Mounted on a fine horse, the sitter is turned on his saddle, looking back, in a position that displays his distinctive Araucanian costume. Among Rugendas' drawings there are at least four studies depicting Indians on horseback; the sheet he worked out for this oil painting (see Diener, 1997; cat. nr. AE-D-55, illustrated p.286) has the inscription: 'Manilu Cacique Peguenche'. The painter named his model and identified him as a chief of the Pehuenche, one of the Araucanian tribes who lived mostly in the inner Andean valleys and at the east side of the mountains (for a discussion of the Araucanians see Helmut Schindler, in Diener (ed.) 1992, p.76).

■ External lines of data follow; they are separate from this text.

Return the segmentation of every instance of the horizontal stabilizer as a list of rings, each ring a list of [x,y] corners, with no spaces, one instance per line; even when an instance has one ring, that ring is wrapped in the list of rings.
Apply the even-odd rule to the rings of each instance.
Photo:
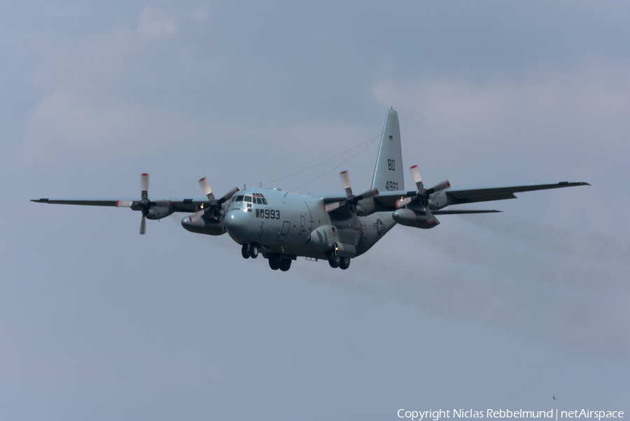
[[[451,198],[451,200],[449,201],[449,204],[456,205],[477,201],[516,199],[516,196],[514,195],[514,193],[572,187],[578,185],[591,185],[584,181],[561,181],[560,183],[551,184],[528,184],[496,187],[451,189],[447,190],[446,194],[447,196]]]
[[[467,213],[494,213],[496,212],[503,212],[503,210],[432,210],[433,215],[463,215]]]

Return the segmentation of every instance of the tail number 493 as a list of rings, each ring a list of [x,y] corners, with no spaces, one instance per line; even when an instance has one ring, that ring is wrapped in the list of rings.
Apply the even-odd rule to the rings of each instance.
[[[398,183],[394,181],[386,181],[385,190],[390,192],[394,192],[398,190]]]

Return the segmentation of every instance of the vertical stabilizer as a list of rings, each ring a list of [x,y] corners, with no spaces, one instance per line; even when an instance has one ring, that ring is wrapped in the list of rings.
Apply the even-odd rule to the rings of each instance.
[[[372,188],[382,192],[404,190],[403,168],[398,113],[393,108],[390,108],[385,115],[385,126],[381,137],[379,157],[374,169]]]

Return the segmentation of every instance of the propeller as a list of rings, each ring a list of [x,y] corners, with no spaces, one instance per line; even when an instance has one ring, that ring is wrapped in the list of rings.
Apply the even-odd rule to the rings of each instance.
[[[409,169],[411,170],[412,176],[414,181],[416,183],[416,187],[418,187],[418,194],[415,196],[405,197],[396,201],[396,208],[406,206],[414,200],[420,199],[420,206],[426,208],[428,205],[429,197],[435,192],[440,192],[451,187],[451,183],[448,180],[444,180],[442,183],[438,183],[430,189],[425,189],[422,183],[422,177],[420,176],[420,170],[418,169],[417,165],[414,165]]]
[[[210,184],[205,177],[199,180],[199,184],[204,191],[204,193],[205,193],[206,196],[208,197],[208,200],[210,201],[210,204],[208,206],[200,209],[199,211],[196,212],[195,215],[190,217],[191,222],[198,217],[204,216],[208,213],[211,213],[213,217],[218,217],[220,216],[220,211],[223,204],[225,203],[225,201],[230,200],[230,199],[234,196],[234,194],[239,191],[239,187],[234,187],[225,193],[223,197],[220,197],[217,199],[215,199],[214,194],[212,192],[212,189],[210,188]]]
[[[342,206],[347,206],[348,210],[351,213],[354,213],[356,211],[356,205],[358,202],[364,199],[372,197],[379,194],[377,189],[372,189],[371,190],[363,192],[358,196],[355,196],[352,194],[352,187],[350,186],[350,176],[348,174],[348,171],[342,171],[339,175],[341,177],[342,183],[344,184],[344,189],[346,190],[346,199],[342,201],[326,204],[324,205],[324,210],[326,212],[332,212]]]
[[[151,201],[148,199],[148,174],[140,174],[140,203],[139,206],[142,210],[142,221],[140,222],[140,235],[146,232],[146,215],[151,208]]]

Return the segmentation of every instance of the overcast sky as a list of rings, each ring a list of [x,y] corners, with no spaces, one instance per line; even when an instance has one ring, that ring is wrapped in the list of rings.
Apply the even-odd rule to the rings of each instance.
[[[630,415],[626,1],[5,2],[0,418]],[[370,187],[386,109],[453,187],[347,271],[38,197]],[[350,159],[353,155],[354,157]],[[345,162],[347,160],[347,162]],[[405,174],[407,187],[413,186]],[[555,396],[557,400],[553,400]]]

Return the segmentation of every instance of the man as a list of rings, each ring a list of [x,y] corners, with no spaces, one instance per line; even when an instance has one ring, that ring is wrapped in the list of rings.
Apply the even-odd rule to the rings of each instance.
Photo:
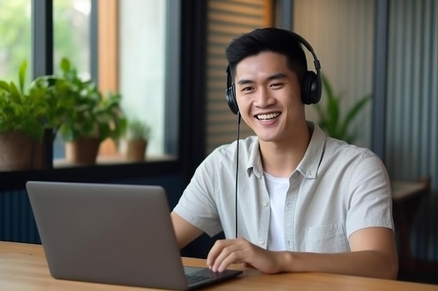
[[[236,142],[197,169],[171,214],[179,246],[223,230],[226,239],[207,257],[213,271],[244,262],[269,274],[395,278],[385,167],[369,150],[306,121],[304,103],[318,100],[306,100],[310,72],[300,43],[290,31],[267,28],[226,48],[237,110],[257,136],[239,142],[237,193]]]

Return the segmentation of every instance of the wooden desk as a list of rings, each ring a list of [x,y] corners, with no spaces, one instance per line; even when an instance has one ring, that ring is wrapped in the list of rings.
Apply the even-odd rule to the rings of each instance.
[[[190,266],[204,260],[183,258]],[[148,288],[57,280],[52,278],[41,245],[0,241],[0,289],[15,291],[134,291]],[[438,291],[438,285],[320,273],[267,275],[245,269],[239,278],[206,290],[257,291],[329,290],[364,291]]]

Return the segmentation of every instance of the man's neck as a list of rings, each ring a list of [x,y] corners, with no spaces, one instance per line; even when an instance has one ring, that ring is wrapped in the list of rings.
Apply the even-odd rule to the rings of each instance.
[[[306,125],[294,136],[281,142],[260,141],[264,172],[278,177],[288,177],[302,160],[310,142],[311,132]]]

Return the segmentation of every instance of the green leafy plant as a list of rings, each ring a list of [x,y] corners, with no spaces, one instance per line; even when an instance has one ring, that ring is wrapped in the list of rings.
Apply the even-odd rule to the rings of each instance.
[[[127,121],[120,107],[121,95],[108,92],[104,96],[92,80],[79,77],[66,58],[61,60],[59,66],[62,76],[56,78],[52,94],[64,98],[65,104],[70,106],[57,121],[60,123],[62,139],[71,142],[85,137],[101,141],[108,137],[116,140],[122,136]]]
[[[126,138],[131,140],[148,140],[150,137],[152,128],[146,121],[138,119],[130,119],[127,121]]]
[[[357,131],[350,130],[351,123],[372,98],[372,95],[369,94],[359,99],[342,118],[341,108],[342,96],[334,93],[332,84],[324,75],[322,75],[322,81],[323,90],[326,93],[327,103],[325,107],[320,103],[316,105],[320,118],[318,124],[329,136],[353,143],[357,137]]]
[[[46,110],[44,94],[24,89],[27,66],[24,61],[20,67],[18,85],[0,80],[0,133],[21,132],[34,140],[41,140]]]

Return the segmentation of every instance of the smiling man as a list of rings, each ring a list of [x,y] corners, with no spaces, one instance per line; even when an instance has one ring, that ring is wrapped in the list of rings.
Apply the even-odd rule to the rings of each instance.
[[[256,136],[239,142],[237,200],[237,142],[198,167],[171,214],[179,246],[223,231],[207,257],[214,271],[244,262],[269,274],[395,278],[388,174],[370,150],[306,121],[320,80],[307,70],[303,43],[309,48],[296,33],[267,28],[227,47],[227,100]]]

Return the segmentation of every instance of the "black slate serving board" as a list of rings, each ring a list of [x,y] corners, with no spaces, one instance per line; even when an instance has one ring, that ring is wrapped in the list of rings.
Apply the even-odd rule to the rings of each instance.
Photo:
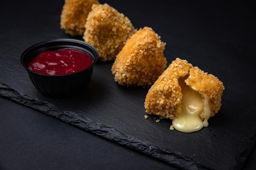
[[[184,169],[240,169],[256,141],[254,9],[242,2],[99,1],[136,28],[152,28],[166,43],[168,65],[186,59],[223,82],[222,106],[208,127],[184,133],[169,130],[170,120],[144,119],[148,88],[119,85],[112,62],[98,62],[88,86],[74,96],[38,91],[20,63],[23,51],[53,38],[82,40],[60,28],[64,0],[0,2],[0,95]]]

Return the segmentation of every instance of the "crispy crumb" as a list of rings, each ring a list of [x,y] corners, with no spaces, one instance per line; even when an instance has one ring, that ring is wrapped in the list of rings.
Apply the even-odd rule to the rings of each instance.
[[[171,125],[169,129],[170,129],[170,130],[172,130],[174,129],[174,128],[173,127],[173,125]]]
[[[166,67],[165,44],[151,28],[140,29],[117,56],[111,69],[115,80],[126,86],[151,86]]]
[[[137,31],[127,17],[107,3],[92,5],[85,27],[83,38],[95,47],[103,62],[115,60]]]
[[[97,0],[65,0],[61,15],[61,28],[72,36],[82,36],[86,18]]]
[[[203,99],[208,99],[210,117],[218,112],[224,90],[222,82],[214,75],[193,66],[187,60],[177,58],[148,90],[144,102],[146,113],[161,118],[173,119],[178,117],[182,110],[182,97],[180,77],[187,77],[184,80],[186,84],[200,94]],[[200,116],[204,120],[203,112]]]

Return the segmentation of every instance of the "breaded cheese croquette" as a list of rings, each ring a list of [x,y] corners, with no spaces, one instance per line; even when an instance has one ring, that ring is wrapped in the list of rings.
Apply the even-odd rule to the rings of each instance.
[[[106,3],[92,5],[85,29],[83,40],[96,48],[103,62],[114,60],[137,31],[128,18]]]
[[[111,71],[115,80],[126,86],[151,85],[164,70],[165,43],[152,28],[141,28],[127,41]]]
[[[181,132],[198,131],[218,112],[224,89],[217,77],[177,58],[148,90],[146,112],[173,119]]]
[[[93,4],[97,0],[65,0],[61,15],[61,28],[72,36],[82,36]]]

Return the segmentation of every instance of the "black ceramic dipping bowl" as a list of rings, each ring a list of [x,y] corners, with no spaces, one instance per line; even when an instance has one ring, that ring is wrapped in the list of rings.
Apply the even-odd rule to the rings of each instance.
[[[92,58],[93,63],[79,72],[60,75],[38,73],[27,66],[30,61],[42,52],[67,48],[79,50],[87,53]],[[98,55],[98,51],[93,46],[83,41],[59,38],[44,41],[29,47],[22,54],[20,62],[38,90],[48,96],[61,97],[72,95],[86,88],[91,79],[93,66],[97,62]]]

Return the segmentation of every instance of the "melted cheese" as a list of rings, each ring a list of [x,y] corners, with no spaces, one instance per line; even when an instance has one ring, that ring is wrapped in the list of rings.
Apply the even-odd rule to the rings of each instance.
[[[187,77],[179,79],[183,94],[182,99],[182,109],[177,118],[173,120],[173,125],[175,129],[181,132],[189,133],[199,130],[203,127],[208,126],[208,119],[211,110],[207,98],[203,99],[198,92],[194,91],[184,82]],[[202,121],[199,115],[205,115]]]

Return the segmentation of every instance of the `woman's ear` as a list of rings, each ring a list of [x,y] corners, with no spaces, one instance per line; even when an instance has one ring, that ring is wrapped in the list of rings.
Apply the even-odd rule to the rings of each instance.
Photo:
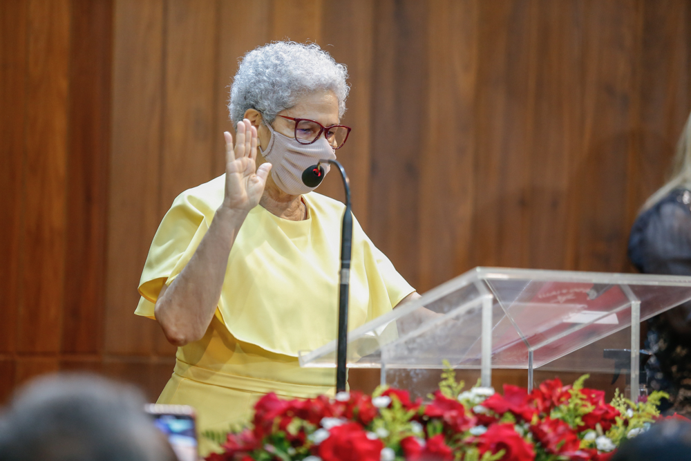
[[[256,109],[248,109],[245,111],[245,117],[249,120],[249,122],[252,124],[254,128],[259,129],[259,126],[261,125],[262,116],[261,113]]]

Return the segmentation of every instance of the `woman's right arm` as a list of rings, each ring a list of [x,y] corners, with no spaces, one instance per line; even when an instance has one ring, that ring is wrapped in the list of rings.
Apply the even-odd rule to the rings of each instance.
[[[259,203],[271,164],[256,168],[257,132],[249,120],[238,124],[237,140],[225,133],[225,195],[209,230],[184,268],[163,285],[154,314],[169,342],[175,346],[200,339],[220,298],[228,256],[240,226]]]

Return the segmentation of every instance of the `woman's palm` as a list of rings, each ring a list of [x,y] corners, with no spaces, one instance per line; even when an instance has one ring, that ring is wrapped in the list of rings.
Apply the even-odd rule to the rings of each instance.
[[[257,131],[247,120],[238,124],[237,139],[227,131],[225,135],[225,198],[228,208],[249,211],[257,206],[271,169],[265,163],[256,168]]]

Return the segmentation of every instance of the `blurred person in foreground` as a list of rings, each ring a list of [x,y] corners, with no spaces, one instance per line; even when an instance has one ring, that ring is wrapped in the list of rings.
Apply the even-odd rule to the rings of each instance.
[[[629,258],[644,274],[691,276],[691,115],[671,179],[643,205],[629,238]],[[647,384],[670,394],[663,413],[691,417],[691,301],[648,321]]]
[[[666,420],[625,441],[610,461],[691,461],[691,423]]]
[[[0,461],[175,461],[144,405],[95,375],[39,378],[0,415]]]
[[[225,174],[178,196],[153,238],[135,313],[178,346],[158,403],[196,408],[200,433],[247,422],[269,392],[333,393],[335,370],[301,368],[298,354],[336,338],[345,206],[302,174],[346,144],[347,77],[314,44],[248,53],[231,88]],[[350,281],[350,330],[419,297],[354,218]],[[202,454],[210,443],[200,440]]]

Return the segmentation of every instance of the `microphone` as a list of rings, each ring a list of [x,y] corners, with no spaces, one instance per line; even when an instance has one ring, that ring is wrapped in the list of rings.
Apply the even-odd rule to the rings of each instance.
[[[316,187],[324,179],[324,169],[319,164],[312,165],[303,171],[303,184],[307,187]]]
[[[336,361],[336,392],[346,390],[346,356],[348,352],[348,299],[350,283],[350,254],[352,247],[352,212],[350,211],[350,182],[346,170],[338,160],[319,160],[316,165],[303,171],[303,182],[308,187],[316,187],[324,179],[321,163],[330,163],[337,167],[343,180],[346,189],[346,211],[341,226],[341,283],[339,288],[339,339]]]

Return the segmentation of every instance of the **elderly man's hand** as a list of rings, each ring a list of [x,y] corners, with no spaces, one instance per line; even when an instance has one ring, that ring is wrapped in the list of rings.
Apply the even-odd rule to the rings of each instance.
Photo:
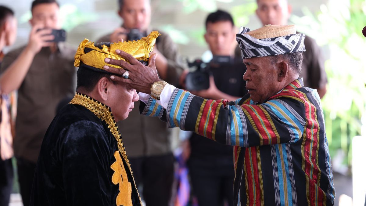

The drawing belongs to the works the artist executed in Chile between November 1835 and March 1836, when he travelled to the Biobío valley -- the southern frontier of the territory the Chilean government effectively controlled at this time. There Rugendas was able to make contact with those Indians who used to visit the Chilean border cities to trade. We can assume that it was there that this Indian called Manilu sat for him, allowing the traveller-artist to take his portrait.
As was the case with several sketches taken during this trip, Rugendas worked the sketch up in oil later, probably during 1837 in his Chilean atelier. He introduced some changes in the painted version: he increased the sense of space, putting the horse not parallel to the picture plane -- as he did for the drawing -- but in a diagonal orientation, looking into the picture, thereby adding a dynamic turning movement to the Indian's figure. The landscape remains unidentifiable, but he defines some details of the vegetation, and emphasises the dramatic cloudy atmosphere, in a way he had already done in his Mexican études d'après nature (see P. Diener, Rugendas. 1802-1858. Catalogo de la obra, Augsburg, 1997; H. Schindler, 'Rugendas y los araucanos: apuntes etnograficos' in P. Diener, Rugendas. América de punta a cabo. Rugendas y la Araucanía, exhibition catalogue, Santiago de Chile, Biblioteca Nacional, 1992, p.71-106).
We are grateful to Dr Pablo Diener for his help in preparing the above catalogue entry and for confirming the attribution on the basis of a photograph.